Support and Confidence in Pattern Discovery

When analyzing patterns in data, what we are really looking for are patterns that are interesting.  There are subjective ways to determine if data is interesting, but data analysis can be sped up significantly by creating objective measures for "interesting".  When looking for patterns, associations and correlations in data, many algorithms will use the objective measures of support and confidence.  These concepts are easier to understand looking at an example.



Example: Suppose we have happen to have a small sample of the transaction records from a grocery store.  The transactions might look something like this:


A quick glance at this table shows that there seems to be a pattern of buying milk at the same time bread is bought, but let's figure out what the support and confidence for this is.  The support for a pattern between milk and bread are the instances where they show up together in a transaction.


Basically this is the equivalent of an AND logic statement.  So, for our example above the support for Milk U Bread would be 3.  In larger datasets, it makes more sense to divide this number by the total number of transactions so we can get a feeling for what percentage of transactions have these items together.  If we did that the support would be 60%.  Support does not have to be just for 2 items, we can figure out support for 1 item alone (support for Salsa = 1, or 20%) or for several items together (support for Flour, Milk and Bread = 1,or 20%)



Confidence is defined as P(Y|X).  If it's been a couple years since you were in a statistics class, that probably when over you head, but that's OK...don't be afraid.
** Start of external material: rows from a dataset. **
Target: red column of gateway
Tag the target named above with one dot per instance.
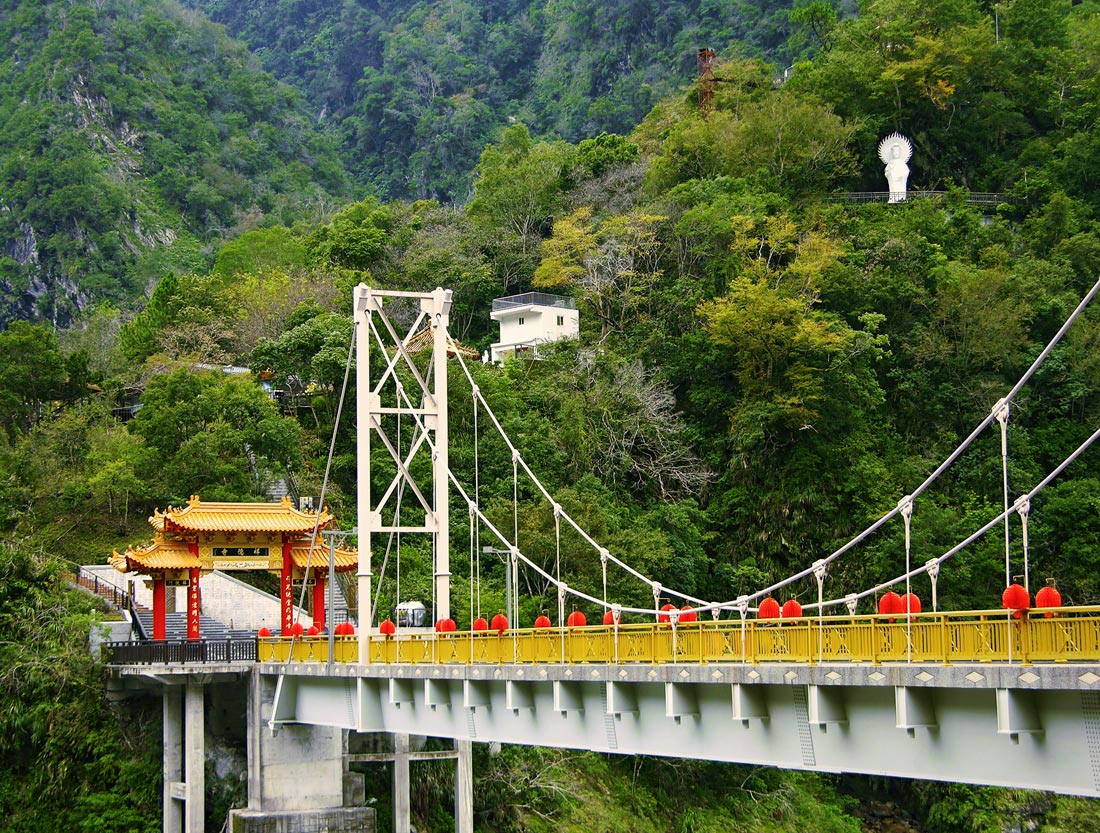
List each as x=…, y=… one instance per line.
x=194, y=599
x=160, y=607
x=319, y=603
x=286, y=590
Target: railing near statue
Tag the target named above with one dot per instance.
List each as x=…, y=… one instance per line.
x=972, y=198
x=180, y=651
x=111, y=593
x=1069, y=635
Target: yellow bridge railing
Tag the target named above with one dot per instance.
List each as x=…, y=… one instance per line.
x=1068, y=635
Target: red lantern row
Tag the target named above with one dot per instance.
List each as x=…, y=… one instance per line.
x=769, y=609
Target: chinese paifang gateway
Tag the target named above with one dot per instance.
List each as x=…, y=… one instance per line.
x=201, y=537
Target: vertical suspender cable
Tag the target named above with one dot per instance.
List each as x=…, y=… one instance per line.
x=1023, y=508
x=1001, y=412
x=906, y=513
x=474, y=519
x=514, y=613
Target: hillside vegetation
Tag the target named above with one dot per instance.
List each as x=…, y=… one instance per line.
x=762, y=370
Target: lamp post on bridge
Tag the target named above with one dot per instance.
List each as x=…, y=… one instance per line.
x=507, y=578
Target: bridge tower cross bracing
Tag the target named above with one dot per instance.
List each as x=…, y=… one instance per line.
x=425, y=409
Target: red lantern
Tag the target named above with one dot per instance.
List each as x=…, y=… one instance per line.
x=768, y=609
x=911, y=603
x=891, y=604
x=791, y=609
x=1015, y=599
x=1048, y=596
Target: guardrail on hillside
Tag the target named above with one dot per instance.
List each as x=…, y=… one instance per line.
x=179, y=651
x=111, y=593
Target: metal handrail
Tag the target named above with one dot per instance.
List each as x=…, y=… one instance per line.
x=537, y=298
x=162, y=651
x=106, y=590
x=1069, y=634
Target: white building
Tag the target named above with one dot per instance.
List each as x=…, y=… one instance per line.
x=531, y=319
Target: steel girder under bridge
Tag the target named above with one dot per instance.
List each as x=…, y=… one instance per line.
x=1026, y=726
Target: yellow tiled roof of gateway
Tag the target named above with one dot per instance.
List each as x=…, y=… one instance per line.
x=244, y=517
x=160, y=555
x=345, y=559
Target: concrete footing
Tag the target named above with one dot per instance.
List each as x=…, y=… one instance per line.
x=334, y=820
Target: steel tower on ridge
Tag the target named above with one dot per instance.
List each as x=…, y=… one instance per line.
x=387, y=402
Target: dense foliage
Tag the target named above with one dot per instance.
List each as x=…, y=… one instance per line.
x=415, y=89
x=762, y=369
x=70, y=759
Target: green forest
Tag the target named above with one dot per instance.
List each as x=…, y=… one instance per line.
x=763, y=366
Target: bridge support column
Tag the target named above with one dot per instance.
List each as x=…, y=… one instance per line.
x=184, y=759
x=403, y=808
x=464, y=787
x=173, y=813
x=194, y=759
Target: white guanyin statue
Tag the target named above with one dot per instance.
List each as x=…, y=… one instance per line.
x=894, y=151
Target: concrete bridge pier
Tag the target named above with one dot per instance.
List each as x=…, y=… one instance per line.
x=464, y=787
x=463, y=784
x=184, y=757
x=297, y=774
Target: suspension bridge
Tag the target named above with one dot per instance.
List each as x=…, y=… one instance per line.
x=1007, y=697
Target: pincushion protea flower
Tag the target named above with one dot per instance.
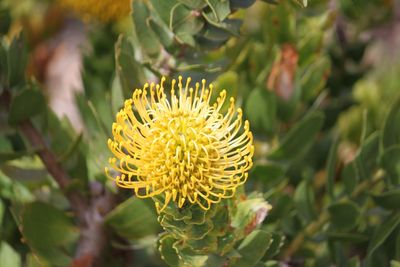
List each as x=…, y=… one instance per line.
x=104, y=10
x=180, y=147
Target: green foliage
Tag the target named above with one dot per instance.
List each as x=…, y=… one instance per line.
x=324, y=116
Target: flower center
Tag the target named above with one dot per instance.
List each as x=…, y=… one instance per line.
x=182, y=154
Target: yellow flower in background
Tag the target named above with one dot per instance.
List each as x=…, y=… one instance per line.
x=104, y=10
x=180, y=147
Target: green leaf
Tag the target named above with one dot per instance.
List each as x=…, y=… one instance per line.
x=163, y=8
x=228, y=81
x=8, y=256
x=117, y=95
x=221, y=8
x=344, y=215
x=389, y=200
x=165, y=36
x=7, y=152
x=26, y=104
x=391, y=128
x=133, y=219
x=168, y=253
x=383, y=231
x=390, y=161
x=253, y=248
x=49, y=232
x=1, y=211
x=144, y=33
x=269, y=173
x=299, y=138
x=5, y=20
x=331, y=167
x=185, y=24
x=249, y=213
x=304, y=201
x=347, y=237
x=261, y=109
x=366, y=160
x=302, y=3
x=278, y=241
x=194, y=4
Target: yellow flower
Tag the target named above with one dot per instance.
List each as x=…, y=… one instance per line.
x=104, y=10
x=180, y=147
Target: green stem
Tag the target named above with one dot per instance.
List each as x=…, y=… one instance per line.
x=315, y=226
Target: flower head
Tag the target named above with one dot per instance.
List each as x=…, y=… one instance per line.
x=180, y=147
x=104, y=10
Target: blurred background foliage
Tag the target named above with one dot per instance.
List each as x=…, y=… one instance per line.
x=318, y=82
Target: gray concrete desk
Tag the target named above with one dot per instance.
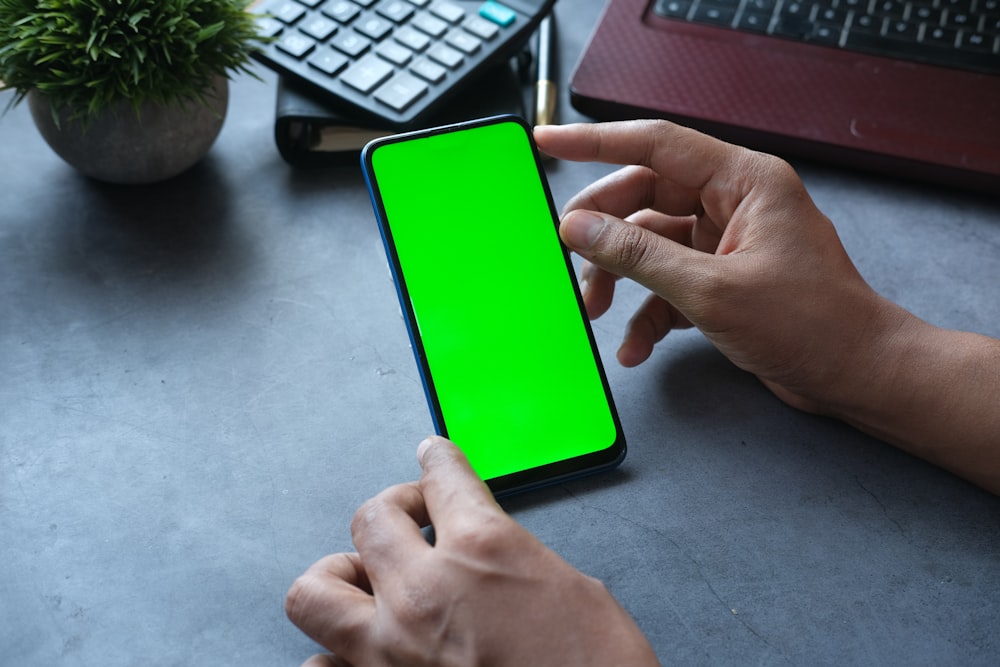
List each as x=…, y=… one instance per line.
x=201, y=380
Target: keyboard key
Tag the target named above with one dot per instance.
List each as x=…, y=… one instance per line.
x=411, y=39
x=269, y=27
x=295, y=44
x=672, y=9
x=366, y=74
x=319, y=27
x=394, y=52
x=327, y=60
x=401, y=91
x=396, y=11
x=373, y=27
x=463, y=41
x=430, y=25
x=497, y=13
x=714, y=15
x=445, y=55
x=448, y=12
x=429, y=71
x=341, y=11
x=481, y=28
x=351, y=43
x=288, y=12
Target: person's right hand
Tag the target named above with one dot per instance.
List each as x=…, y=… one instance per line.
x=729, y=241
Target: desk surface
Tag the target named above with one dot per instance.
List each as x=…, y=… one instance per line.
x=202, y=379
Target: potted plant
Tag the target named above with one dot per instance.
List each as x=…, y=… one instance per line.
x=127, y=91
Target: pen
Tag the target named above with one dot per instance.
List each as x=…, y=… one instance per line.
x=545, y=87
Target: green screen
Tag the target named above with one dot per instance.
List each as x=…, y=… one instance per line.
x=505, y=342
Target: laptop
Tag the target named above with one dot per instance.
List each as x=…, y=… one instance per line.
x=909, y=88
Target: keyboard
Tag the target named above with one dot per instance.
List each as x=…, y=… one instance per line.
x=962, y=34
x=392, y=63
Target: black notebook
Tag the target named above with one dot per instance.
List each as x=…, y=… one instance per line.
x=311, y=133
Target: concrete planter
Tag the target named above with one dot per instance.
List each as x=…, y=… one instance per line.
x=119, y=147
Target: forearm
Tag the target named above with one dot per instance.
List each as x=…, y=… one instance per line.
x=935, y=393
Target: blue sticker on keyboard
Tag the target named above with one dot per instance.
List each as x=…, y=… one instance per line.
x=494, y=11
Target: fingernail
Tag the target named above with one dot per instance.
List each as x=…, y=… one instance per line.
x=580, y=229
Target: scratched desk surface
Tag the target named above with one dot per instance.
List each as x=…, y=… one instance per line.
x=201, y=380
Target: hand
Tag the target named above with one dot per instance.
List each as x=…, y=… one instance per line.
x=729, y=241
x=486, y=593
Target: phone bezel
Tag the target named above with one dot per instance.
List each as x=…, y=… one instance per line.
x=531, y=478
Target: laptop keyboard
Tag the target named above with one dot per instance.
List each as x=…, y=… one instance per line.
x=963, y=34
x=390, y=58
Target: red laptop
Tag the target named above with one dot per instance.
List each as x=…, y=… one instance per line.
x=905, y=87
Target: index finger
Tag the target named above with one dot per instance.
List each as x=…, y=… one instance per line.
x=452, y=490
x=685, y=156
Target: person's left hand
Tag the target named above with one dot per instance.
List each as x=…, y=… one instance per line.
x=486, y=593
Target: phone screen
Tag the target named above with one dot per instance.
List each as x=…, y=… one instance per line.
x=508, y=359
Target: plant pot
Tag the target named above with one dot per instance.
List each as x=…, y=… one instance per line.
x=118, y=146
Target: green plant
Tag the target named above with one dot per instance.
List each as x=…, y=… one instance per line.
x=86, y=55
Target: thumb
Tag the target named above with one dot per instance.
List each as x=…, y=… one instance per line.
x=631, y=251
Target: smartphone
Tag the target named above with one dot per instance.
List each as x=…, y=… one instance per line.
x=508, y=360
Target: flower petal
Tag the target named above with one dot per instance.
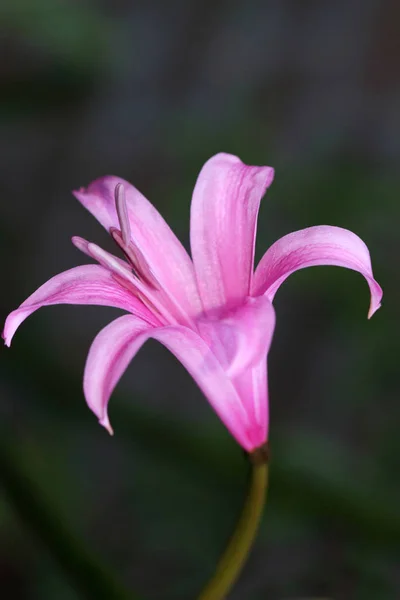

In math speak P(Y|X) means "probability of Y given X".  In English it means, if you already know that you have something, say milk = X, in your transaction, then what's the probability that you also have something else, say bread = Y?  So if you have milk...
What percentage of the transactions that have milk have bread also?
So to calculate the Confidence that if you have milk, you have bread too, just take the support for milk and bread (we counted 3 above) and divide it by the support for milk (it's 4 in our list).  That gives a confidence of 75%.  The mathematical notation for this association is Milk --> Bread (60%, 75%).  The 60% is the support for the pair pattern, and the 75% is the confidence.  Notice that this calculation can be done both ways.  What if I know I have bread and want to know the confidence I have of there being milk also?  The support for the combination of the two items is still 3, but the support for bread on its own is also 3.  That means the confidence is 100% based on our data.  So Bread --> Milk (60%, 100%).  It's obvious from the numerical results that the Venn diagrams I drew above are definitely NOT to scale, but it makes it easier to visualize the difference between the different items and their intersection.